Dear Journal,
I place my hand against the cool pane of the mirror, wondering who I truly am. To most people I'm Adrien Agreste, son of the famous fashion model, but they don't know when Cat Noir helps Ladybug, that's me as well.
At school I have always been the golden sunshine boy, smiling and being kind to everyone, and that's fine and good, but there are days I really want to make a Cat pun. But I don't. Usually, only Marinette or Ladybug gets to hear my puns, but lately when I have tea with Mama Cheng, she likes to hear them too.
Lately, she's been so busy with the painting class she teaches she doesn't get a lot of time to help Tom (Papa Dupain) in the bakery. Though I see Ladybug most days for patrol, I think I know how she feels.
So much of my life I've spent alone, until Master Fu gave me my Miraculous, and my world changed for the better. Though I have freedom now, I have to be responsible with it. Plus, when your in high school and projects due, you have to be home by the certain time. I don't know if Ladybug is a student like me, but she must feel the pressure of homework, school, and being Guardian. I try to make her laugh when I can, or be there when she needs to talk.
I wish I could do that, even if I'm talking to you, Dear Journal. There are so many things I want to say, but I keep quiet. Is it because every time I tried to show Father what I had done in school, or got a good grade all I got was a frown or "I'm working, Adrien"?"
I remember when I got a A in a really hard project in art, Mama Cheng made a cake for me, and she gave me some paper and brushes so I can either paint here at home, or at their place. Though lately, and I've felt this way for quite awhile, I've been starting to think as the Dupain-Cheng's as home.
We have conversations there, we hug and cry, but most importantly, I'm loved there. I don't know if Marinette has any romantic feelings for Cat Noir, but she has been holding my hand a lot. I try not to get to excited about it, but's its hard.
Besides Alya she doesn't get many calls, and even though she has sewing class and her projects I think she gets lonesome. The other day she walked in and asked if she doesn't have many friends because she clumsy. I gave her a hug, and told her I would be here no matter what. I sometimes worry a bit about Marinette.
I know what its like to be lonesome, and that's when I turned to writing poetry and journaling and doing art. I like my after school activities, yet my favorite activity has nothing to do with school. When Marinette is at sewing class (which is right after school) Mama Cheng and I have tea and she tells me stories about growing up in China, or she wants to hear all about my day.

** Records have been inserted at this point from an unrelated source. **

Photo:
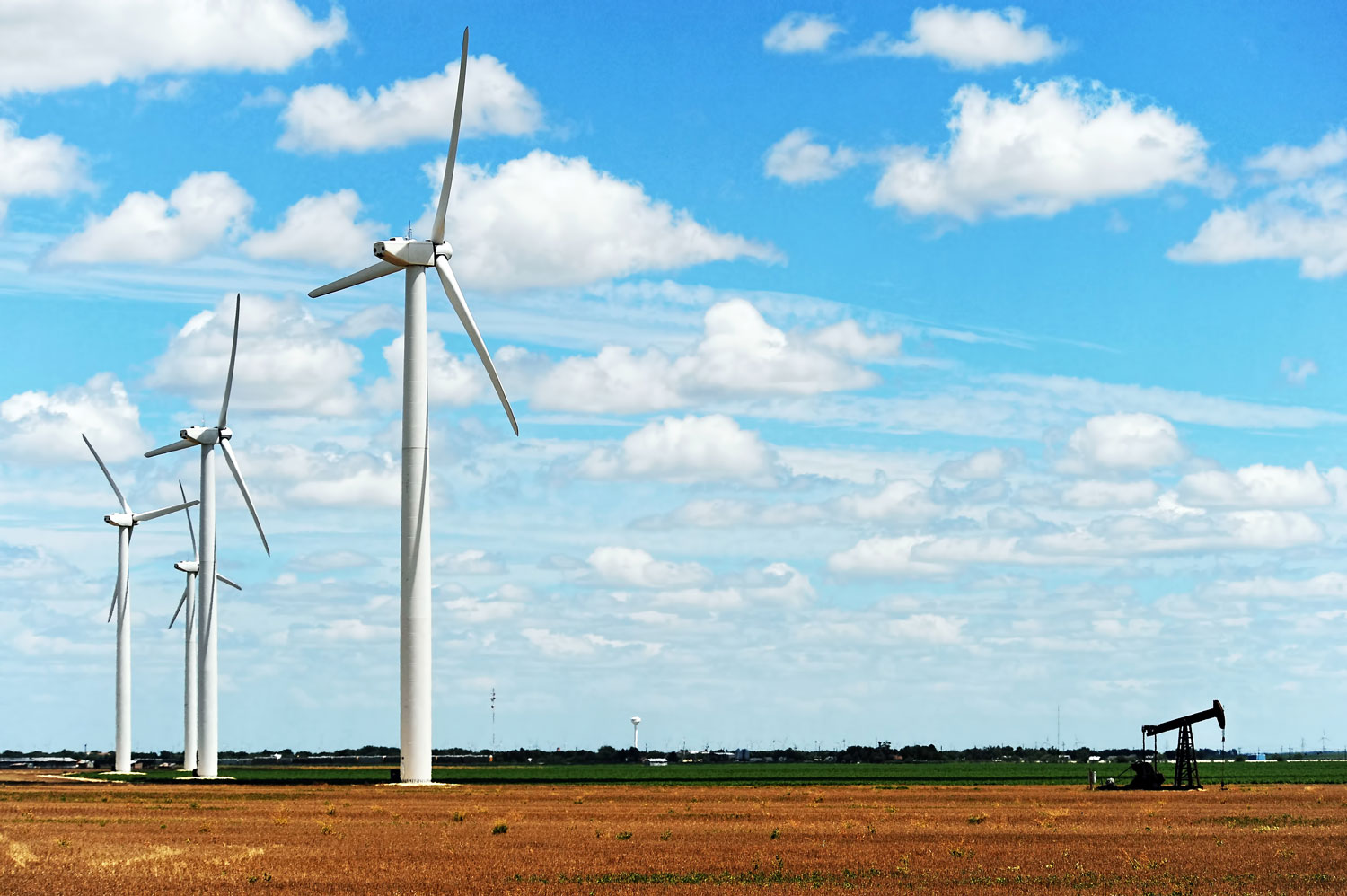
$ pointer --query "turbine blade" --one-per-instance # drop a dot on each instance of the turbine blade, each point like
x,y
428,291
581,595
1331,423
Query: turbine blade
x,y
182,602
233,352
436,233
104,468
162,511
191,532
239,478
116,593
177,446
455,298
372,272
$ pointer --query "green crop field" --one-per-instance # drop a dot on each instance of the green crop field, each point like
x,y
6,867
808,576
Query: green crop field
x,y
770,774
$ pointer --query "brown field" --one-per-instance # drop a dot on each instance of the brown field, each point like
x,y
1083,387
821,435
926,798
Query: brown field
x,y
58,837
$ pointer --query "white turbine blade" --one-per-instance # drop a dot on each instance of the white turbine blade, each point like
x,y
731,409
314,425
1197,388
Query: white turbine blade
x,y
162,511
233,352
239,478
175,446
116,593
436,233
372,272
455,298
180,604
104,468
191,532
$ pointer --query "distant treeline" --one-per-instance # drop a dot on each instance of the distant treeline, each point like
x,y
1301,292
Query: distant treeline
x,y
881,752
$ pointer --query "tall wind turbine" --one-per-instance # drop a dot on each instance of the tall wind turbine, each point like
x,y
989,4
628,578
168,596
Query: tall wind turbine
x,y
189,623
121,605
414,256
207,621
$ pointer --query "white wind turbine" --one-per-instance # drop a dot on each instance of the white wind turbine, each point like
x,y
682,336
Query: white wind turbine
x,y
126,522
414,256
189,623
207,621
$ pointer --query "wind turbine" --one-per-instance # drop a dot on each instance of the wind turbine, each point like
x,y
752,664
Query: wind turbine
x,y
207,621
189,623
414,256
126,522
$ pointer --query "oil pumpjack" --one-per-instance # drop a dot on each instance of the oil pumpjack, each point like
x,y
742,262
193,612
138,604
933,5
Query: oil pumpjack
x,y
1147,777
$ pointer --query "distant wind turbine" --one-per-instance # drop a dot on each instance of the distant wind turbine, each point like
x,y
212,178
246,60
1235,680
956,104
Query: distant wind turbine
x,y
126,522
414,256
190,637
207,621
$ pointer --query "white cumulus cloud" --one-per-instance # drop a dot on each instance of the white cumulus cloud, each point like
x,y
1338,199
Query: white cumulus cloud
x,y
547,220
802,32
969,38
797,159
1122,441
326,119
48,46
692,449
197,215
1040,153
37,166
45,427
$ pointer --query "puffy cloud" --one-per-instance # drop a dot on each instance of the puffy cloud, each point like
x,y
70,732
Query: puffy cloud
x,y
148,228
1096,494
904,502
471,562
37,166
797,159
318,229
1051,147
1293,163
51,46
633,567
326,119
692,449
277,342
1298,371
1255,486
800,32
546,220
969,38
740,353
45,427
1303,221
1122,441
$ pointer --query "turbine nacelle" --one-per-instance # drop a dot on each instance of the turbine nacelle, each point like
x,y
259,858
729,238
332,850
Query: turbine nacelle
x,y
205,435
407,253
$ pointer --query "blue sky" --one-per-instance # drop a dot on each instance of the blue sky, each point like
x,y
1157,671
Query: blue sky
x,y
883,372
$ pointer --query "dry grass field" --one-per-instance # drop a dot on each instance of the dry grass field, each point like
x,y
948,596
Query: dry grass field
x,y
61,837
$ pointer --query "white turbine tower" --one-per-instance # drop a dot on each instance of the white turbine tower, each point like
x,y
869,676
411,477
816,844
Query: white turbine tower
x,y
414,256
126,522
189,621
207,621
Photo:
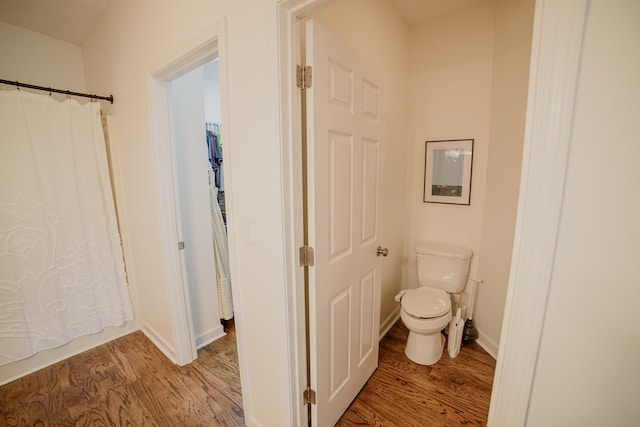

What classes I had, who I sat with at lunch….
Its really nice. I like to when I have a hard day, I can talk by making art, and it calms me down. I wish I could tell her its Adrien Agreste behind the mask, but of course I can't yet.
I just wish I could act like Adrien and Cat Noir all at the same time. Maybe I should try to relax a little, see how it goes. I mean, a pun or two never hurt anyone right?
Oh! So earlier I mentioned Papa Dupain, and on Mondays and Wednesdays I help him in the bakery as Adrien, and on Tuesdays and Fridays as Cat Noir.
When Papa first mentioned I should help in the bakery, I wasn't interested but of course I was just beginning to know Marinette as Cat Noir. I never thought I would love it so much. I especially like rolling out the bread dough, and giving a little kid a treat and sometimes a photo.
Tom loves to sing as he bakes, but we have to be careful how much we do it, because Sabine will come downstairs and give us a look. And I thought my yowling with the alley cats attracted attention.
He likes to use modern recipes, but he likes to use ancient recipes as well. Some turn out well, and some unfortunately end up in the trash! But I love trying new things, so each day is a adventure.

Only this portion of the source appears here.